At the end of 2022, Ukrainian experts attempted to persuade the Chinese side to adopt a more pro-Ukrainian position by referring to Russian war crimes in Bucha and to Russia’s efforts to destroy Ukraine’s energy infrastructure that caused a humanitarian catastrophe in major cities. Notably, Chinese experts remained completely indifferent and insensitive to these arguments. They did not consider Russian missile strikes on Ukrainian cities to be war crimes, instead describing them as an effective way to undermine civilian morale and force the opponent to capitulate. When accused of supporting Russia, the Chinese side responded emotionally and angrily, rejecting Ukrainian arguments. They stated that China could not afford a Russian defeat, otherwise the United States would redirect all its resources against China.
They also rejected any possibility of distancing themselves from Russia. They used the metaphor of two tigers: if they fight, one will inevitably be wounded, and China has no intention of beingthe wounded tiger. Experts said China and Russia have, therefore, formed a new type of relationship based on friendship, good-neighborliness, and mutual respect—an approach also grounded in historical experience, when China and the Soviet Union had contradictions that led to military confrontation.

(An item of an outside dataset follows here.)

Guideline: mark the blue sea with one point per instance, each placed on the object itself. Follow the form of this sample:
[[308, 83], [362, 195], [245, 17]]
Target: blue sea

These and subsequent discussions led to several conclusions. First, China will not adopt a position that would worsen its relations with Russia, even if this contradicts the UN Charter and international law. Second, China views Russia’s war against Ukraine exclusively through a geopolitical lens and as an instrument to weaken the West. Third, China will keep disregarding Russian war crimes and will assist Russia in gaining the upper hand over Ukraine. Fourth, China will study Western reactions in light of its future actions regarding Taiwan. Finally, the possibility of constructive dialogue between Ukraine and China is low, since China holds a radical and similar view to that of Russia. Indeed, both see Ukraine as lacking full autonomy and being subject to “external control” or “Western-managed chaos”.